Daum neler yapacak?
Fenerbahçe, sezon öncesi transferleriyle geniş alternatifli bir kadro oluşturmuştu. Ancak Daum'u bekleyen önemli sorunlar vardı. Öncelikle kadro genişti, ama yapısı hassastı. Bunun yanında Tomas'ın gitmesiyle çizgi defans uygulamasında Luciano'nun muhtemel partnerleri Servet ve Deniz bu kritik görev yerine yabancıydılar. Defans bloğunun sağında da sıkıntı vardı. Fatih gözden çıkarılmıştı. Ali Güneş ile yollar ayrılmıştı. Ayrıca Alex ile Van Hooijdonk'un birlikte oynamaları Daum'un sistemine ters düşecekti.
Taşlar yanlış yere Alman hoca, defans bloğunun sağında sürekli arayış içine girdi. Servet deneyimsizliğine ve çizgi defansa alışık olmamasına rağmen bazı kritik hataları dışında bu bölgeye beklenenden daha iyi uyum sağladı. Yalnız Daum kafasındaki sistemde ısrarcıydı. Bu sistemi de taşları yanlış yerlere koyarak uygulattı. Bilhassa Selçuk ve Serkan gibi çalışkan isimlere rağbet etmeyip orta sahayı tamamen Aurelio'nun üstüne yıktı. İleride Serhat, Nobre, Tuncay üçlüsünün hemen arkasına Van Hoijdonk'u monte edip AurelioAlex ikilisinden de orta saha oluşturunca günümüz futbolunun ilkelerine ters bir durum ortaya çıktı. Ama ligde Fenerbahçe bu yanlışlara rağmen seri galibiyetler elde etti. Şans faktörü, kişisel becerilere sahip oyuncular ve de en büyük silah, duran toplar bu galibiyetlerde etken oldu.

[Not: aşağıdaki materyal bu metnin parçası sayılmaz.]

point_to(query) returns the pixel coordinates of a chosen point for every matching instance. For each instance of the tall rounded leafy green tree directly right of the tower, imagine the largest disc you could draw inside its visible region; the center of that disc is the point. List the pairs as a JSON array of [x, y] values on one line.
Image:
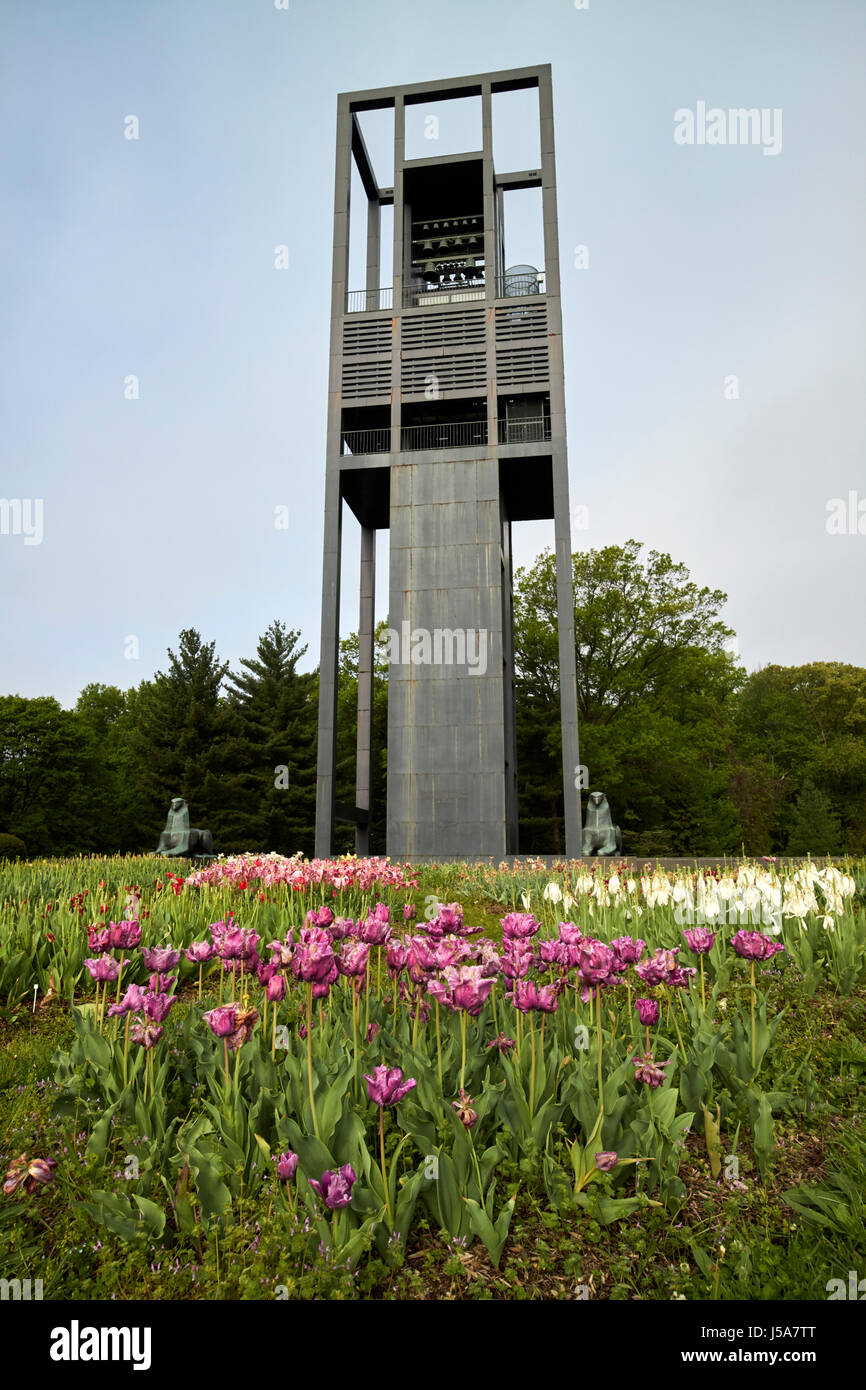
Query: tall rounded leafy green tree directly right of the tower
[[655, 692]]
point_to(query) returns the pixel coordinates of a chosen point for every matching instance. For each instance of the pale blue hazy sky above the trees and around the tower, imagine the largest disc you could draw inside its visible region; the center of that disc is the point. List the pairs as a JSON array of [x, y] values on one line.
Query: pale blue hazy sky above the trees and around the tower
[[155, 258]]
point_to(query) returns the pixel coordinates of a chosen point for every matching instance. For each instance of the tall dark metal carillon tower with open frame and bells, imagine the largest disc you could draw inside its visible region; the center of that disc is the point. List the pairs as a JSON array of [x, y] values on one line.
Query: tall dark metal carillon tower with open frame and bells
[[446, 426]]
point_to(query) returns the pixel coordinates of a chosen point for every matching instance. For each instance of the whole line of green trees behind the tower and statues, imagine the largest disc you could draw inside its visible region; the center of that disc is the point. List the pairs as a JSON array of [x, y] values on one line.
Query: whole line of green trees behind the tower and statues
[[697, 757]]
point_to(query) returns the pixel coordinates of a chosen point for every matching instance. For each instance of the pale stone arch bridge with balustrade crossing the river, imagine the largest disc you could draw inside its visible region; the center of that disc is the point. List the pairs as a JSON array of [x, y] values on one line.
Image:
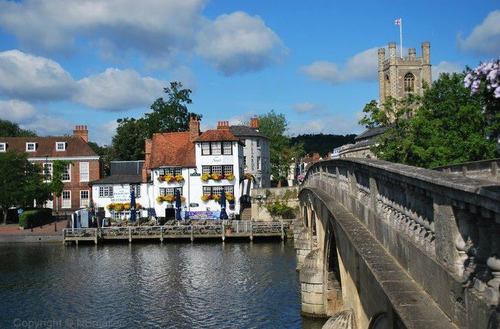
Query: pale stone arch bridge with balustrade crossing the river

Lyon ders oldu Kadıköy'deki Lyon maçı Daum'u gereksiz ısrarından döndürdü. Orta sahayı kalabalıklaştırdı. Aurelio'nun yanına Selçuk veya Serkan'ı koydu. Anlayış da değişti. İleri uçta kenarlardaki Tuncay, Serhat veya Mehmet Yozgatlı rakip ataklarda içe sıkışmaya başlayınca orta sahada pres etkinliği başladı. Bundan faydalanan Alex, serbest rolde yeteneklerini sergileme fırsatı buldu. Bunun sonucunda da günümüz futbolu ilkelerine daha uygun bir Fenerbahçe gündeme geldi. Bence Pierre Van Hooijdonk'un sakatlığı da Daum'u bu değişiklikte rahatlatan faktördü. Fenerbahçe Trabzonspor'u yenip ardından da UEFA Kupası'na katılmayı garantileyince Daum medyada kendisini eleştirenlere göndermeler yaptı. Onca eleştiriden sonra ancak işler sarpa sarınca orta sahadaki ciddi soruna çözüm üretti. Ayrıca takımın bütün yükünü çeken mükemmel bir performans ve istikrar sergileyen Aurelio'yu sezon öncesi ısrarla istemeyen de Daum'du!
Toz pembe değil Fenerbahçe ilgin ilk yarısını en yakın rakibinden dört puan önde bitirdi. İkinci yarı için en büyük avantaj da Beşiktaş, Trabzonspor ve Galatasaray'ın Kadıköy'e gelecek olmaları. Yine de her şey toz pembe değil. UEFA Kupası'nı da göz önüne alırsak takımı oldukça zorlu ve ağır bir maç trafiği bekliyor. Ligin ilk yarısında Beşiktaş ve Galatasaray derbilerinde de Fenerbahçe çok mahkum bir futbol sergilemişti. Bakalım ligin ikinci yarısında nasıl bir Fenerbahçe izleyeceğiz. En önemlisi de Christoph Daum neler yapacak?